Further reforms required for parliamentary oversight of intelligence agencies
4 Aug 2025|

Reforms outlined in a July ASPI report, aimed at strengthening the Parliamentary Joint Committee on Intelligence and Security’s (PJCIS), are insufficient. The recommendations don’t go far enough to fully address concerns around parliamentary oversight of Australia’s national intelligence community (NIC).

The committee’s composition is a source of ongoing disagreement. Contentious amendments to the committee’s membership, particularly the possible inclusion of crossbenchers, have sparked concerns about politicisation disrupting the institution’s traditionally bipartisan and confidential culture. However, preserving the status quo hinders greater rigour and objectivity.

I disagree with the idea of Labor and Coalition members monopolising the committee. Appropriate safeguards can be applied, and further improvements can be obtained by directly involving the parliament on all sides, in both chambers and independent of the executive.

Intelligence agencies’ willingness to inform the PJCIS should not be dependent on the traditional parties of government, especially since intelligence agencies are accountable to parliament. While securing the trust and confidence of the agencies is critical, Australians are entitled to expect that intelligence agencies are independently scrutinised and are held to account by their elected representatives.

As a representative institution, parliament is at the heart of Australian democracy. Given today’s diverse parliamentary composition, all parliamentary committees, including the PJCIS, could benefit from a diversity of backgrounds, perspectives, opinions and levels of experience. Greater contestability in the committee could lead to positive policy outcomes in the public interest.

Further reforms are also required to alleviate the strain on the core functions of the PJCIS due to its increasing scope and limited time and resources.

As noted by former PJCIS chair Peter Khalil, mounting pressures on the committee to manage its work are diminishing the quality and quantity of evidence it can gather to review bills, potentially undermining relationships with key stakeholders.

While the authors of the 2024 Independent Intelligence Review (IIR) assessed the resourcing for oversight bodies as ‘adequate’, Kahlil’s concerns highlight fundamental weaknesses that need to be addressed to ensure effective and rigorous parliamentary oversight.

One of those key weaknesses is understaffing and insufficient support for PJCIS members. Unlike other parliamentary committees, PJCIS members’ electorate or personal staff cannot assist with committee functions. Only the secretariat, staffed by parliamentary service employees, can.

Recommendation 66 from the 2024 IIR proposed the inclusion of an additional staff member for the PJCIS chair and deputy chair seconded from either ‘the policy or intelligence community’. However, adding secondees from the very intelligence community the committee is overseeing could present a major compromise of independence, whether actual or perceived.
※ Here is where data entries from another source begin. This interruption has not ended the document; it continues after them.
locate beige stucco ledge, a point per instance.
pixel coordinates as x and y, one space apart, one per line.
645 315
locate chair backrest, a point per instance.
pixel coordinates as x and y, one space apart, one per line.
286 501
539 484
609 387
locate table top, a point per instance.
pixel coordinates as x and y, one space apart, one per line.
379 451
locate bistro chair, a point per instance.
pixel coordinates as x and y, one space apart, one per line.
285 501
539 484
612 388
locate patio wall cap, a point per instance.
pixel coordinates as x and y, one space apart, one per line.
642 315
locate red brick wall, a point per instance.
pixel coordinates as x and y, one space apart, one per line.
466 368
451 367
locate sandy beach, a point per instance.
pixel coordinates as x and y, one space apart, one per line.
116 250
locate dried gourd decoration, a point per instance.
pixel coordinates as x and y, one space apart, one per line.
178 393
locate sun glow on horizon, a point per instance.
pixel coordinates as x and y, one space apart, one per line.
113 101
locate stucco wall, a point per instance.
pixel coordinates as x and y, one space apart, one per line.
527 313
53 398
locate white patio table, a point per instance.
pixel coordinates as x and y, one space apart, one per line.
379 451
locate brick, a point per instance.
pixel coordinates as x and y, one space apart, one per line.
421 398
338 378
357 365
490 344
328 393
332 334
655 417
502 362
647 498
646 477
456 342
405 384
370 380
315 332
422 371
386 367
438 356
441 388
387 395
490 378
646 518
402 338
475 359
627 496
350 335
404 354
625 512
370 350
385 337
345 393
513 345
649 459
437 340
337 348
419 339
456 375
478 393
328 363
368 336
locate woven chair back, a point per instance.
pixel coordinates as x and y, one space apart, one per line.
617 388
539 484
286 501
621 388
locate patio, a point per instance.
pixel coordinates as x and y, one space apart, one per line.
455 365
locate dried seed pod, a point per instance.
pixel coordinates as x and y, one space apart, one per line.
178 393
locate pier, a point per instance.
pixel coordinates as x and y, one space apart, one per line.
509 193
Due consideration should be given to this possible conflict of interest.

When it comes to intensifying staffing pressures, the PJCIS is not alone. The committee’s British counterpart, the Intelligence and Security Committee of Parliament, identified its own ‘oversight crisis’. As emphasised by its chairman, ‘An oversight body should not sit within, and be beholden to, an organisation which it oversees’.

Encouragingly, since the release of the report, the Australian government has introduced the Strengthening Oversight of the National Intelligence Community Bill 2025 to provide enhanced oversight of the NIC. The bill succeeds the lapsed Intelligence Services Legislation Amendment Bill 2023.

While the introduction of the bill is a welcome development, an eight-year delay to crucial reforms to the PJCIS and the Inspector-General of Intelligence and Security, outlined in the in the 2017 Independent Intelligence Review, is indefensible.

If the legislation governing intelligence agencies must undergo reviews to ensure effectiveness and accountability, then so too must the legislation that governs the operation of the committee.

After proper legislative scrutiny, the bill should be passed promptly. These reforms will benefit not only the committee but also intelligence agencies, the Australian government and the Australian public.

ASPI’s report is a valuable contribution to public discussion of intelligence oversight, especially around the role of the PJCIS. I agree with the report’s assessment that the committee is at a crossroads.

Policy observers will unavoidably have competing views about who should be accountable for what and how. Nevertheless, there is one key thing we agree on: given the current climate, the need for an empowered and well-equipped PJCIS is stronger than ever.